На грани реальности и метафоры

Отмечу, что центральное место в искусстве Абиба Исмаилова занимает Самарканд - город, который он пишет и перечитывает, как бесконечную книгу. Здесь архитектура становится живым персонажем: то миражем, то небесным городом, то центром мироздания. Сквозь картины Исмаилова проступает духовный облик Самарканда, его история, его вечное дыхание. Но Самарканд у него - не пустые стены и купола. В них всегда живут люди. Старики, ветераны войны, женщины-ткачихи, рабочие - это не сколько портреты, а подлинная хроника XX века, написанная кистью.
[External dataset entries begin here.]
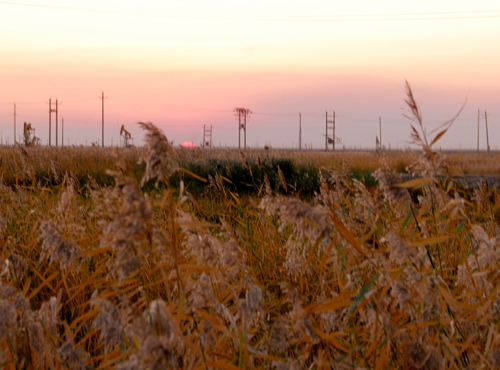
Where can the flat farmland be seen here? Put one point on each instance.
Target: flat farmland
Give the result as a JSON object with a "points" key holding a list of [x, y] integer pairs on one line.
{"points": [[164, 257]]}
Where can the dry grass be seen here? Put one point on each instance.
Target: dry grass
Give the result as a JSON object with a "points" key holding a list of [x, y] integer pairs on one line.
{"points": [[401, 275]]}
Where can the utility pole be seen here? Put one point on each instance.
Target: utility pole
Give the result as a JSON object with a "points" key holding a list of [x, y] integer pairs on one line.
{"points": [[102, 97], [487, 138], [242, 113], [333, 131], [57, 136], [207, 133], [478, 114], [14, 124], [380, 129], [300, 131]]}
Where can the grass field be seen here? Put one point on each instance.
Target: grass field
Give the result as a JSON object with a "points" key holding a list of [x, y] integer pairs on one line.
{"points": [[264, 259]]}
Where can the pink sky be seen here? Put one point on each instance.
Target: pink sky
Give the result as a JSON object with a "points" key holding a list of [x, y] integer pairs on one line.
{"points": [[185, 70]]}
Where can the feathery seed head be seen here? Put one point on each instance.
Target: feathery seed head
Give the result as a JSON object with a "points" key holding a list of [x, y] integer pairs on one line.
{"points": [[158, 156]]}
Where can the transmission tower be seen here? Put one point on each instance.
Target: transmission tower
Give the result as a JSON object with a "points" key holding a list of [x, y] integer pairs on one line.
{"points": [[102, 97], [52, 110], [242, 114], [207, 136], [330, 139]]}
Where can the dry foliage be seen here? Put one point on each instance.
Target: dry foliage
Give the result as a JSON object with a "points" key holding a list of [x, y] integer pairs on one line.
{"points": [[402, 275]]}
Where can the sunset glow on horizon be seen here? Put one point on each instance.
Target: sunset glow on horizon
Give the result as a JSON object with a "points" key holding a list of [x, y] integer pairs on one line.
{"points": [[186, 64]]}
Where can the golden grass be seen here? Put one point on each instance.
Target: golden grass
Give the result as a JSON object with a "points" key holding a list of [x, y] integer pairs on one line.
{"points": [[401, 275]]}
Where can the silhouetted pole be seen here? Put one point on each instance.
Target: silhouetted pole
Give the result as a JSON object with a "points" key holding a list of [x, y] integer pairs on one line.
{"points": [[333, 131], [380, 129], [326, 132], [14, 124], [242, 112], [300, 131], [478, 114], [57, 136], [102, 97], [50, 122], [487, 138]]}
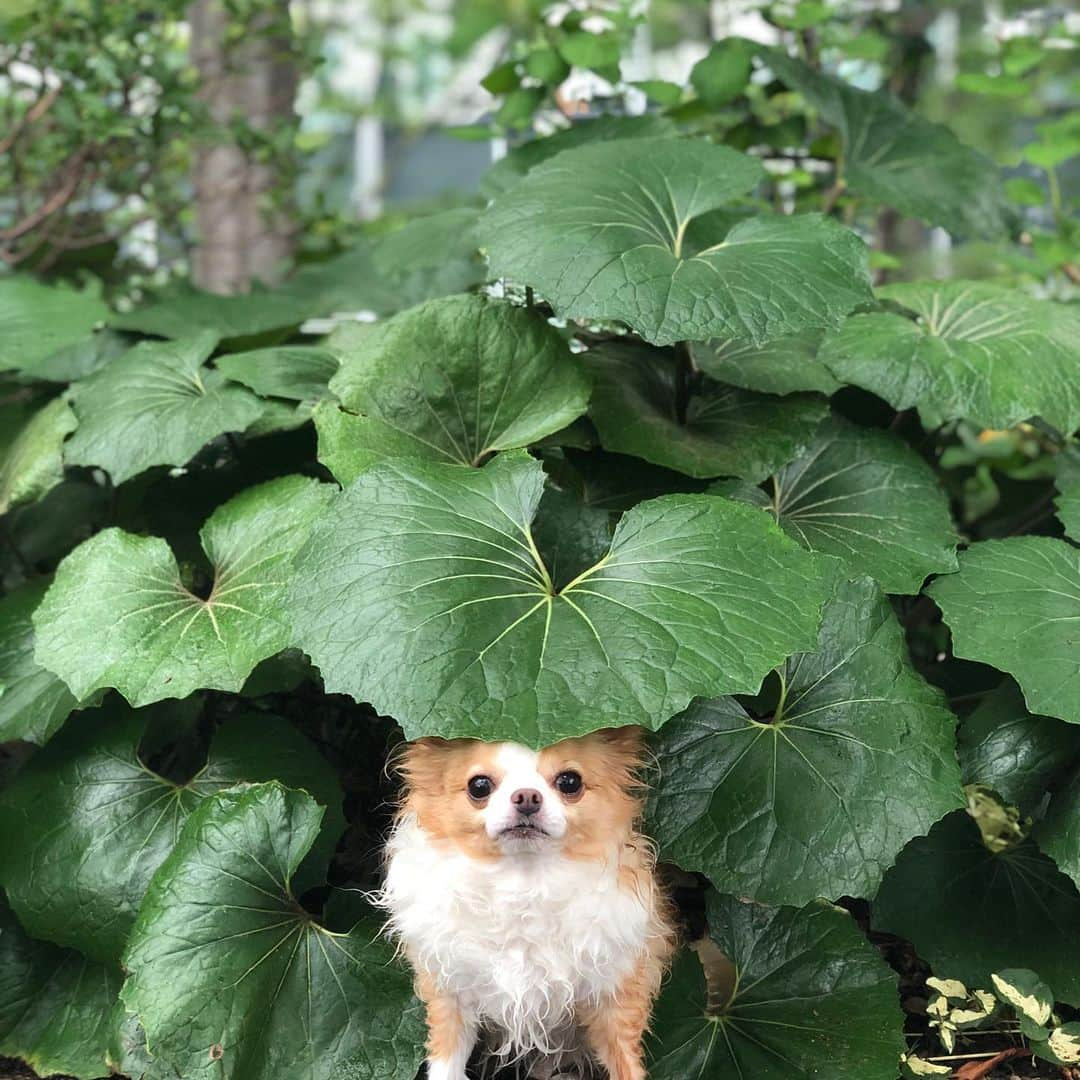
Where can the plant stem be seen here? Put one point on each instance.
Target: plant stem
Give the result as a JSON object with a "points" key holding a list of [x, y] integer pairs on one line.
{"points": [[685, 370]]}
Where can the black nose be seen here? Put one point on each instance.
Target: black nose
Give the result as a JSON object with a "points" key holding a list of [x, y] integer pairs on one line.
{"points": [[526, 800]]}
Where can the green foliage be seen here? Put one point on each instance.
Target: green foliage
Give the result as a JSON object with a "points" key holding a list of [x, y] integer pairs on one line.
{"points": [[642, 441], [784, 957]]}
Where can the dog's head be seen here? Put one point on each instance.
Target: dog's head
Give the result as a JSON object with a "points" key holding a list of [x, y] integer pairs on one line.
{"points": [[496, 800]]}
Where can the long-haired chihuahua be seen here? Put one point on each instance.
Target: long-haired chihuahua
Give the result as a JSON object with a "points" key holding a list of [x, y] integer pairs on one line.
{"points": [[525, 900]]}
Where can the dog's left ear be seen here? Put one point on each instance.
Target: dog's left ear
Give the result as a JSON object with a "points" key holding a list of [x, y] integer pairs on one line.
{"points": [[422, 764]]}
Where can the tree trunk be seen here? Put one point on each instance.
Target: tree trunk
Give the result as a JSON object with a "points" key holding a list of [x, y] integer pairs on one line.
{"points": [[245, 229]]}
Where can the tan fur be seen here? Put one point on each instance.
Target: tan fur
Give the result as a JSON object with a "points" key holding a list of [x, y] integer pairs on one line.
{"points": [[435, 772], [616, 1028], [445, 1025]]}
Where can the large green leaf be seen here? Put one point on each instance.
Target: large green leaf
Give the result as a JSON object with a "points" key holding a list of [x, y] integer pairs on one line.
{"points": [[509, 170], [724, 72], [1002, 746], [31, 464], [818, 798], [451, 380], [724, 431], [42, 532], [232, 980], [54, 1003], [420, 591], [1058, 833], [157, 405], [570, 535], [88, 822], [974, 352], [83, 358], [971, 912], [38, 320], [602, 231], [895, 158], [430, 256], [298, 373], [1067, 478], [812, 998], [868, 499], [35, 702], [120, 613], [178, 311], [1015, 604], [779, 367]]}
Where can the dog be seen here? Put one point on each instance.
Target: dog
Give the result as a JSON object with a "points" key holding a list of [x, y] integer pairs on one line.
{"points": [[525, 899]]}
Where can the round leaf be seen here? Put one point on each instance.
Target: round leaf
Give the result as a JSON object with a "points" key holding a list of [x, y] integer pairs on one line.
{"points": [[451, 380], [1017, 755], [818, 799], [89, 823], [119, 613], [298, 373], [726, 432], [421, 592], [508, 171], [1015, 604], [801, 975], [232, 980], [37, 321], [157, 405], [601, 231], [971, 912], [975, 351], [31, 463], [895, 158], [779, 367], [1058, 833], [54, 1003], [174, 313], [724, 73], [866, 498], [35, 702]]}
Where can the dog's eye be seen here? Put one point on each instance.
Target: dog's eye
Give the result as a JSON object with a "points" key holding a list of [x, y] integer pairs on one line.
{"points": [[481, 787], [569, 782]]}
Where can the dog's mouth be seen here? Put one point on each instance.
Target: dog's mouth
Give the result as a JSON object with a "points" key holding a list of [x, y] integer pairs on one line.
{"points": [[524, 831]]}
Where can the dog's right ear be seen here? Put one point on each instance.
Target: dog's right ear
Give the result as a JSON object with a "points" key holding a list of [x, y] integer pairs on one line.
{"points": [[421, 764]]}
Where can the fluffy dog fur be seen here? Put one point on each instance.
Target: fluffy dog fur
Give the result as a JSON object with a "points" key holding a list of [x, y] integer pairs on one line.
{"points": [[542, 934]]}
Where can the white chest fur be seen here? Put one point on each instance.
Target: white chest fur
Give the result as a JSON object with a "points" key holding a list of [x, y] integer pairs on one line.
{"points": [[522, 943]]}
Его стиль - постимпрессионизм с самаркандским акцентом. Широкие, уверенные мазки, вибрация цвета, игра света. В портретах чувствуется академическая школа с точностью формы. Цветовая палитра художника хорошо узнаваема: голубые и бирюзовые оттенки встречаются с фиолетовыми и охристыми тонами. Это сочетание придает картинам праздничность и поэтичность. Композиции у него всегда на грани реальности и метафоры: автобусы у Регистана, семья на крыше под куполами, парящий ансамбль мавзолеев…

Картины Абиба Исмаилова можно читать как летопись Самарканда второй половины XX века и одновременно как поэтический миф о городе. В них документальность соседствует с символическим видением: портреты современников и сцены труда перекликаются с образами города-символа, города-легенды.

Абиб Исмаилов - это художник, для которого картина всегда чуть больше, чем холст. Это свидетельство того, что жизнь, даже изломанная и обожженная историей, все равно держится на любви к природе, к людям, к свету. И если его пейзажи могли бы заговорить, они сказали бы о нем самое простое: он был честен…

Анастасия ПАВЛЕНКО.

Фото А. Павленко, А. Валиевой и из архива А. Исмаилова.